Fennin ilerlemesi ve dinimiz Fen ilerledikçe dinin zayıflayacağı
doğru mudur? İslamiyet’in fen bilgilerine bakış açısı nasıldır? CEVAP
Kesinlikle yanlıştır. İslami ilimler,
(Akli ilimler) ve (Nakli ilimler) olmak üzere ikiye ayrılır: Nakli ilimler, aklın ve dimağ gücünün dışında ve üstündedir.
Bunlar, (edille-i şeriyye) denilen dört kaynaktan meydana çıkmıştır.
Bunlara (Din bilgileri) denir. Akli ilimler, his organları ile duyularak, akıl ile incelenerek, tecrübe
edilerek ve hesaplanarak elde edilir. Bu ilimler, nakli ilimlerin anlaşılmasına
ve tatbik edilmesine yardımcıdır. Öğrenilmeleri farz-ı kifayedir.
Bu ilimler, matematik, mantık ve bütün tecrübi
ilimlerdir. Bunlara (Fen bilgileri) de denir. Demek ki (fen bilgileri)
İslami ilimlerin bir koludur. Hadis-i şerifte buyuruldu ki:
(Hikmet,
yani fen ve sanat müminin kaybettiği malıdır. Nerede bulursa alması
gerekir.) [İbni Asakir] Bir İslam şehrinde, fennin yeni bulduğu bir alet, bir vasıta
yapılmayıp, bu yüzden bir müslüman zarar görürse, o şehrin idarecileri
mesul olur. Fennin ilerlemesi, her yeni buluş, Allahü teâlânın varlığını,
bir olduğunu, kudretini ve ilmini daha fazla meydana çıkarmakta, İslamiyet’i
desteklemektedir. Büyük İslam âlimi Seyyid Şerif Cürcani hazretleri buyuruyor ki: (Aklı olan,
iyi düşünen bir kimse için, astronomi ilmi, Allahü teâlânın varlığını
anlamaya çok yardım eder.) İmam-ı Gazalî
hazretleri de buyuruyor ki: (Astronomi
ve anatomi bilmeyen, Allahü teâlânın varlığını ve kudretini iyi anlayamaz.) Kadi Beydavi hazretleri, Neml suresindeki
(Dağları, yerinde duruyor görüyorsun,
Halbuki bunlar bulut gibi hareket etmektedir) âyet-i kerimesini
açıklarken dünyanın nasıl döndüğünü açıklamaktadır. İmam-ı Razi hazretleri de, Enbiya suresinin 33. âyet-i
kerimesinin tefsirinde; ayın, güneşin, yıldızların mihverleri ve yörüngeleri
etrafında döndüklerini daha önceki âlimlerden alarak bildirmektedir.

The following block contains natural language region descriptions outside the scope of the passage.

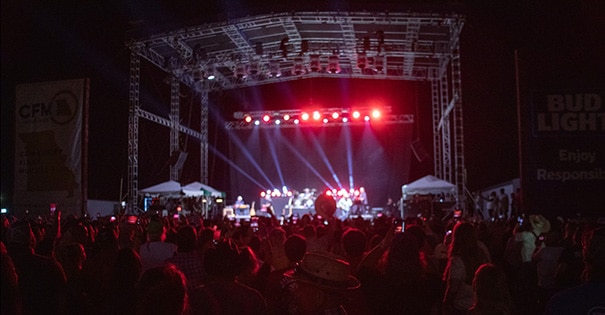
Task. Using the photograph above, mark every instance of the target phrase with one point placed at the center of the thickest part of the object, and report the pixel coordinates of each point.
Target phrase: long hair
(465, 244)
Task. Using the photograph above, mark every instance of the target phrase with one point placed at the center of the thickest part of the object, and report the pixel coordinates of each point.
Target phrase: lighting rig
(316, 117)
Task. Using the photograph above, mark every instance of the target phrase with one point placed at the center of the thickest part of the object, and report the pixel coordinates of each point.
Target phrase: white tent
(199, 189)
(428, 185)
(166, 188)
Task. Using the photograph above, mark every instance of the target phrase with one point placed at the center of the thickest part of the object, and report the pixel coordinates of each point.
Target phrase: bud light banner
(563, 154)
(50, 146)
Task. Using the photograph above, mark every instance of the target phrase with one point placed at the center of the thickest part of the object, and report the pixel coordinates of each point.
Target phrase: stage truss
(272, 48)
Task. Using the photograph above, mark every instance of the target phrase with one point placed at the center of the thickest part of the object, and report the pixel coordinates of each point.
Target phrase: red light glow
(375, 113)
(316, 115)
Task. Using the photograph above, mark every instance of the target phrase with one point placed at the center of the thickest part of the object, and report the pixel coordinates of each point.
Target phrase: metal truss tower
(265, 49)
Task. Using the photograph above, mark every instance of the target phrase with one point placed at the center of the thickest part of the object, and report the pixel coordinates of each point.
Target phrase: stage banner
(51, 135)
(562, 136)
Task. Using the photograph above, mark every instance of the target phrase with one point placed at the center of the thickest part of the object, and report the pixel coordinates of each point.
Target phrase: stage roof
(249, 51)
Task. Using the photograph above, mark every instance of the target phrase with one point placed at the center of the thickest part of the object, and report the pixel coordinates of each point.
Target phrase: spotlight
(298, 68)
(240, 71)
(253, 69)
(333, 64)
(376, 114)
(379, 63)
(361, 61)
(274, 69)
(283, 46)
(314, 63)
(316, 115)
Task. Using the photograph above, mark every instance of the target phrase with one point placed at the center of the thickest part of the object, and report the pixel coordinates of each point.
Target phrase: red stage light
(316, 115)
(375, 114)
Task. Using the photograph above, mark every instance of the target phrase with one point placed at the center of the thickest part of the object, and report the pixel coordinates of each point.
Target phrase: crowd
(188, 265)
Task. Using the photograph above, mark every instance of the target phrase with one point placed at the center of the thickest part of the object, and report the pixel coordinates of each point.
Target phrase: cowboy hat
(324, 270)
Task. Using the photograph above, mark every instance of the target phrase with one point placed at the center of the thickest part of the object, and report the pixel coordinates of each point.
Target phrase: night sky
(58, 40)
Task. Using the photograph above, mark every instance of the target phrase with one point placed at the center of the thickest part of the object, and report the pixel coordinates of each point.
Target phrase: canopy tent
(198, 189)
(166, 188)
(428, 185)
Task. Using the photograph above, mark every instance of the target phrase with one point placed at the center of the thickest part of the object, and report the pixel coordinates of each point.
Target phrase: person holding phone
(155, 251)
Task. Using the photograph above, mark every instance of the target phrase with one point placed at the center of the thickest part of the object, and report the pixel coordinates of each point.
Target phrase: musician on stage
(344, 204)
(361, 202)
(239, 205)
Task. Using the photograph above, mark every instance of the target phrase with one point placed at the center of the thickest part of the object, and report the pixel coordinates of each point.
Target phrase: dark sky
(56, 40)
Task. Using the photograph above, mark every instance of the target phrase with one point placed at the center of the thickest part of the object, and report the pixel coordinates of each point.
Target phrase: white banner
(50, 136)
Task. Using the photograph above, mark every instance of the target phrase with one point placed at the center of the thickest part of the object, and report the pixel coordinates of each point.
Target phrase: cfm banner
(51, 128)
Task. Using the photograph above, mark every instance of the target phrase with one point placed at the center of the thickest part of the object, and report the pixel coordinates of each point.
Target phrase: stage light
(274, 69)
(379, 63)
(314, 63)
(375, 114)
(253, 69)
(333, 64)
(298, 68)
(240, 71)
(361, 61)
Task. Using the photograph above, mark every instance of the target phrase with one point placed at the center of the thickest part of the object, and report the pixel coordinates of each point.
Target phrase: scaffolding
(266, 49)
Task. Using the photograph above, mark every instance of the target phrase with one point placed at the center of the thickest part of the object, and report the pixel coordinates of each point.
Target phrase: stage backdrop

Fen adamları, İslam kitaplarını okuyunca Kur'an-ı kerimin her tecrübeyi,
her buluşu, daha önceden aynen haber vermiş olduğunu görerek hayran
kalmaktadır. Fen bilgilerini iyice tetkik eden bir fen adamının Allahü teâlânın varlığını
inkâr etmesi mümkün değildir. Bazı fen adamlarının dinsiz olmalarına
ise, papazların ve cahil halkın bâtıl inanışları ve yanlış anlayışları
sebep olmuştur. İnsaflı fen adamları, eğer, Kur'an-ı kerimden çıkarılan, fenne
bağlı bilgileri, bunların inceliğini, doğruluğunu, okuyup anlasalar,
hepsi de hakikati görüp seve seve Müslüman
olur. Hıristiyanlığın akla ve ilme aykırı hükümlerini okuyan bazı ilim
adamları şüpheye düşmekte veya inkârcı olmaktadır. Akıllı kimse, gökteki aya, güneşe, yıldızlara, yeryüzündeki
bitki, hayvan ve acaip değişmelere baksa,
Allahü teâlânın varlığına, birliğine ilim ve iradesinin kemaline, akılları
durduran hikmetinin sonsuzluğuna, kudretinin büyüklüğüne ve nihayetsizliğine
iman eder, nimetlerine şükreder. Fen bilgileri, doğru iman sahiplerinin imanını kuvvetlendirir.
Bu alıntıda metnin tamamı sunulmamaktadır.